Picture of Charles Lavoie

Charles Lavoie

Chief Revenue Officer

Published on June 9, 2026

Discount to Value in China Happens Product by Product

Brands often ask how long it takes to move from discount-driven growth to a value-driven model in China.

The premise is wrong.

This is not a brand-level transition with a single timeline. It happens at the product level. Different products move at different speeds, based on the equity they build in market.

A typical product that enters with deliberate penetration pricing, supported by consistent content, KOC seeding, and review accumulation, can start moving toward full-price positioning in 12–18 months. Faster in high-frequency categories like supplements or skincare. Slower in low-frequency categories where repeat signals take longer to develop.

Trying to force that shift too early is one of the reasons margins break down in China.

The Transition Fails When Brands Treat It as One Decision

The most common mistake is trying to move the entire brand from discount to value at the same time.

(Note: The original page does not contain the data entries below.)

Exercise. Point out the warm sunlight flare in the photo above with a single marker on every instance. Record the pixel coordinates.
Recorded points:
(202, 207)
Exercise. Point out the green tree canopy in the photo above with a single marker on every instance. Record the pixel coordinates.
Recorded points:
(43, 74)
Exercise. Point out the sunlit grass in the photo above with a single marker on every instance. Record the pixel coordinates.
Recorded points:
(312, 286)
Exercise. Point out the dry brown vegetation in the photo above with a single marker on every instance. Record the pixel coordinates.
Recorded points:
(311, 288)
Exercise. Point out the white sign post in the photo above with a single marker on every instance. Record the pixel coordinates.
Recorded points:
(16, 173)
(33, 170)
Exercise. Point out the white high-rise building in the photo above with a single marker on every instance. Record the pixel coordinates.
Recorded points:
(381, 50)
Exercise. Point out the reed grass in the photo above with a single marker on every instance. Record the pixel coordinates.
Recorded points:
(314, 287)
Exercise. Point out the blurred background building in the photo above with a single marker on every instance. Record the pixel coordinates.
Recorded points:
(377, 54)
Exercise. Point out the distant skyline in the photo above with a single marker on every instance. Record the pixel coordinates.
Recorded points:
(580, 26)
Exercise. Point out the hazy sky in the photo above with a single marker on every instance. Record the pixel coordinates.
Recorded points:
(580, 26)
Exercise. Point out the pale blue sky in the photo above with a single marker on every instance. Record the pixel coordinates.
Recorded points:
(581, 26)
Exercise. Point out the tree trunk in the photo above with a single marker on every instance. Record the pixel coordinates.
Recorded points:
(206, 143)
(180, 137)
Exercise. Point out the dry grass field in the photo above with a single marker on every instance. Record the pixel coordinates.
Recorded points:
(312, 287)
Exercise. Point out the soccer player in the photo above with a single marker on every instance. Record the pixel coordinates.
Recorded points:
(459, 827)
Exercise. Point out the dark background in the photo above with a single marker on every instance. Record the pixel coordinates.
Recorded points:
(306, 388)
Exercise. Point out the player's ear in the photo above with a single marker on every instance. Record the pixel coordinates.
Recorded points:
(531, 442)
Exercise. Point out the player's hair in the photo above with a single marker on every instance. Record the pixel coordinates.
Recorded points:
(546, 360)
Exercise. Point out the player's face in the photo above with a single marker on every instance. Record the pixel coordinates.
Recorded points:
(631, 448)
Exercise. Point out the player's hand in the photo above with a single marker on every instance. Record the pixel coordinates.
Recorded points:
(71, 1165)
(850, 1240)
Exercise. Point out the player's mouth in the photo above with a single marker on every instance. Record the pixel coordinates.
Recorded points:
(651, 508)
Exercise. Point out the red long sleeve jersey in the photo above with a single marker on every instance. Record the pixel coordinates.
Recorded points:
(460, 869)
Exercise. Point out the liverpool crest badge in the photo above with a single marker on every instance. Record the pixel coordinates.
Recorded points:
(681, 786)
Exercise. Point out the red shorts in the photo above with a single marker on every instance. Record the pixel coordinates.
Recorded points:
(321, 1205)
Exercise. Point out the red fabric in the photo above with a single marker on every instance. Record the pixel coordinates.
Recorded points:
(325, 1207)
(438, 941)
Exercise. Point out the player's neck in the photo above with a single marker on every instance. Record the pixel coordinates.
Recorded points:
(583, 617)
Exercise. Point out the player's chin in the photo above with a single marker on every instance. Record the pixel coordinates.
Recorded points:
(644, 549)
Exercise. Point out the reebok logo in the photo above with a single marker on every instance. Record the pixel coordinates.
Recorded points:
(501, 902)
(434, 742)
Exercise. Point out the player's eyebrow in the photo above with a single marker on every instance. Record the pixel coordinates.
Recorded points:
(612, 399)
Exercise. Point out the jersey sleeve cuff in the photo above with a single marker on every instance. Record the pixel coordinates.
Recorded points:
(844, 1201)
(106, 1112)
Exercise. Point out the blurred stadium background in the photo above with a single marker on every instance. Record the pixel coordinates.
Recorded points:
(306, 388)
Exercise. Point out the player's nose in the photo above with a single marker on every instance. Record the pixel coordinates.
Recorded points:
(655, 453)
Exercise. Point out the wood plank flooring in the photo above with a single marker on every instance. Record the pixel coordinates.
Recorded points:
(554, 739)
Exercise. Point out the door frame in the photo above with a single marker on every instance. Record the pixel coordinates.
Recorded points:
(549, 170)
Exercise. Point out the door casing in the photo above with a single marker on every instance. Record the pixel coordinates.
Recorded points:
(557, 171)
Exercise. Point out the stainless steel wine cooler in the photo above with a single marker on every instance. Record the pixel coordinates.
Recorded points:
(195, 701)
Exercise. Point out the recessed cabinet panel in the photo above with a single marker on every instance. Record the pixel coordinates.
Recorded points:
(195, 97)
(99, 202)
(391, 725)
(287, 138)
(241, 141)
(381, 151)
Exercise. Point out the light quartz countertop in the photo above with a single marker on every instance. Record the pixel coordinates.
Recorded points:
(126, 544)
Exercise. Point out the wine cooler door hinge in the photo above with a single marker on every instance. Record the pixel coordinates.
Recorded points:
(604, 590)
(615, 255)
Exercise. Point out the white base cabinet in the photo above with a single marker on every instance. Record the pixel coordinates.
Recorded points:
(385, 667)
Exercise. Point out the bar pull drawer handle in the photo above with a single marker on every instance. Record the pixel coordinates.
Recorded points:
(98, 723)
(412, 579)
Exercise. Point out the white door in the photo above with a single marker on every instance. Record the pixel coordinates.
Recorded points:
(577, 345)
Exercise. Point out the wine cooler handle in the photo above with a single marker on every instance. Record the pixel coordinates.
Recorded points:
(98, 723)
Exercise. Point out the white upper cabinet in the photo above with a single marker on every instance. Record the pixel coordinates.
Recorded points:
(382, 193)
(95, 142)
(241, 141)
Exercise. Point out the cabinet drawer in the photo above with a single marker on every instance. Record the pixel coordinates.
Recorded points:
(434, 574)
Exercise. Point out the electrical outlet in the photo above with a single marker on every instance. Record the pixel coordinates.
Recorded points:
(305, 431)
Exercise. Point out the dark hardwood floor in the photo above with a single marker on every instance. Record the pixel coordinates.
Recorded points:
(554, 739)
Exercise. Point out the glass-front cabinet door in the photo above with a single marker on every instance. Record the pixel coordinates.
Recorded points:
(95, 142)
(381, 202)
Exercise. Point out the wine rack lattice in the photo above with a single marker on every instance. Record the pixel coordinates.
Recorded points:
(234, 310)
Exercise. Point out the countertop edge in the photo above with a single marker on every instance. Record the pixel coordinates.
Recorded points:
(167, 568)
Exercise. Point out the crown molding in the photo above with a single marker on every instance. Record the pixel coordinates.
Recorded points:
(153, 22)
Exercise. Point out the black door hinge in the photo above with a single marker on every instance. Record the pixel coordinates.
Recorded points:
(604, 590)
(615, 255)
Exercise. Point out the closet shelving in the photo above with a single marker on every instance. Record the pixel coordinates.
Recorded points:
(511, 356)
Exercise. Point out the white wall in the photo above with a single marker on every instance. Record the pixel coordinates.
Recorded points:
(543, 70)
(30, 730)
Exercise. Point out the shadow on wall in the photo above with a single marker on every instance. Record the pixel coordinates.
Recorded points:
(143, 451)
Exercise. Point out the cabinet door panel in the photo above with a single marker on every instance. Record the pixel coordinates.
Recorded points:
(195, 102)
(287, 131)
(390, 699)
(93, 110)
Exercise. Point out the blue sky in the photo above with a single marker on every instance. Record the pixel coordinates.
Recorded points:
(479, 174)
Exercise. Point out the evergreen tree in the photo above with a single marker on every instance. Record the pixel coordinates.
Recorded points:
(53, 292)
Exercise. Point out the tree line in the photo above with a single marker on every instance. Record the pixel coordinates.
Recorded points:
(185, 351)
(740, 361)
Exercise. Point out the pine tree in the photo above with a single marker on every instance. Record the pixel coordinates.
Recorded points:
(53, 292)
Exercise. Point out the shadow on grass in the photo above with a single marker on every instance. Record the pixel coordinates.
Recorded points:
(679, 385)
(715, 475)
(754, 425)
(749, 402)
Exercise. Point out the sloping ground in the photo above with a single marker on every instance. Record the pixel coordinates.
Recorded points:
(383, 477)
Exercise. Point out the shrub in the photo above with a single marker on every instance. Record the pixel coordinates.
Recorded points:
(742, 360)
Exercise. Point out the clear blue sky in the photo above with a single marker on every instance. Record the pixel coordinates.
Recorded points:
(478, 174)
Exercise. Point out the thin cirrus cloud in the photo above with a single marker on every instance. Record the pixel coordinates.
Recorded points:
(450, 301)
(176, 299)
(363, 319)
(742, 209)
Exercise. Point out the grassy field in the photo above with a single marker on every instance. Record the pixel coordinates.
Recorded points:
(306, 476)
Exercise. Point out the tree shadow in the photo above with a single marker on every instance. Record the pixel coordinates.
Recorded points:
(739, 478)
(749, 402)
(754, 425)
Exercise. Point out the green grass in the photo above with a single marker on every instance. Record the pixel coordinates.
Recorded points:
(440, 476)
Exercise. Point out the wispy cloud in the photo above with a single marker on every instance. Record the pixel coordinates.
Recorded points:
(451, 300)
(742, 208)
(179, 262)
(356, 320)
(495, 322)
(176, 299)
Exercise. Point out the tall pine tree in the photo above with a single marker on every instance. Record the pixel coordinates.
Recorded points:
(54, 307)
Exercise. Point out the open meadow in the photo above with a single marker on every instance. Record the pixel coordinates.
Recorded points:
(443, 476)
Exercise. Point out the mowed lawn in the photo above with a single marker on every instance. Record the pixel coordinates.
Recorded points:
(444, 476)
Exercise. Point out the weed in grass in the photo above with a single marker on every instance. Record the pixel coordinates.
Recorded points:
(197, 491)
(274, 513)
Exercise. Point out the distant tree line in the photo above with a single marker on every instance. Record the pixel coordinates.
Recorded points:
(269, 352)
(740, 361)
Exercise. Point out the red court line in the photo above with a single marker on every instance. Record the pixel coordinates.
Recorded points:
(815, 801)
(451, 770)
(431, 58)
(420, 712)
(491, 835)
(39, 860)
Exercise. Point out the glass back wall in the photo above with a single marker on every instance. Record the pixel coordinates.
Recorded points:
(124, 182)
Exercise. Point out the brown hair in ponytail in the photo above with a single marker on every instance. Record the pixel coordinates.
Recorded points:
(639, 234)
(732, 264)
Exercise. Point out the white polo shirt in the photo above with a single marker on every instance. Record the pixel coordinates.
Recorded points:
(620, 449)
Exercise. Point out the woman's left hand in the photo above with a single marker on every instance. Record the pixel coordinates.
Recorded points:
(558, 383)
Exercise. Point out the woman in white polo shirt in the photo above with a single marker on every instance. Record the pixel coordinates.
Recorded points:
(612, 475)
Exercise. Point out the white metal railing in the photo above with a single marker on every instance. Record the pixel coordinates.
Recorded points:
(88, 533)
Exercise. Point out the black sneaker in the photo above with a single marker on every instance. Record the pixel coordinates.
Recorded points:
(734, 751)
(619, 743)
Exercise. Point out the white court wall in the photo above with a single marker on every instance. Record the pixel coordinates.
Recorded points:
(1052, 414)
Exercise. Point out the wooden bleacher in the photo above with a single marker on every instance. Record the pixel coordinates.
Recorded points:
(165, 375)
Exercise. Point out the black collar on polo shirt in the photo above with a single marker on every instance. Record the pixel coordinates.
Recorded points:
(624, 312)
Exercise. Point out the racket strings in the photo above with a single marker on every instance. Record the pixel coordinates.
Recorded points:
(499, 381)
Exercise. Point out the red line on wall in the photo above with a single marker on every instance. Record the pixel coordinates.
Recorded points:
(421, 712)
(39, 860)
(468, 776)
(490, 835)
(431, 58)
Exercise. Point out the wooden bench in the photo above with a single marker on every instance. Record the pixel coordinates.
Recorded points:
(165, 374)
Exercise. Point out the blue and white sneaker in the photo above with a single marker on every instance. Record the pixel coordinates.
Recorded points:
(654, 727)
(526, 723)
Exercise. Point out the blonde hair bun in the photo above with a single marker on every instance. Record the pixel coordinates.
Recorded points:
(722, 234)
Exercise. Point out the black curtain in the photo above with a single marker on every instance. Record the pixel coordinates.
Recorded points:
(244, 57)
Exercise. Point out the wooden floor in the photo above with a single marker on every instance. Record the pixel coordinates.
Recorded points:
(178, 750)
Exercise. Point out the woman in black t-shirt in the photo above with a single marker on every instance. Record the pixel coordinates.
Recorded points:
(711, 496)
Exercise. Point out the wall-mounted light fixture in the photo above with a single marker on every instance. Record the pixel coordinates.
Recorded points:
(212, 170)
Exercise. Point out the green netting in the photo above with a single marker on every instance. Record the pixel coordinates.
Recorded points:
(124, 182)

Products do not build trust at the same pace. Some gain traction quickly. Others take longer to establish credibility. Applying the same pricing and promotion strategy across the full portfolio usually leads to one of two outcomes: over-discounting, or stalled growth.

A more effective model is sequential. Early-stage products use pricing and value mechanics to drive trial and build credibility. Products that have already built equity move toward full-price positioning and carry margin.

Over time, penetration products become margin products. New products enter at the beginning of the cycle. The portfolio evolves continuously, rather than shifting all at once.

Value Has to Be Earned Before Price Can Follow

Moving to full-price positioning only works if the product has built enough equity in market.

That usually comes from 3 signals: consistent exposure, strong reviews, and repeat purchase behaviour. Without those, raising price reduces conversion rather than improving margin.

One American drinkware brand we worked with avoided discount-led growth by launching with limited editions and collaborations. Instead of lowering price, they built demand through product drops, platform visibility, and KOL interest. Sales scaled, and efficiency improved at the same time.

This is where planning matters. If the model assumes a clean shift from discount to value without defining how products will build equity, the transition becomes difficult to execute. That is also why most China margin problems start before you launch.

The brands that succeed treat discount and value as part of the same system. They build equity at the product level, sequence the portfolio properly, and let margin follow.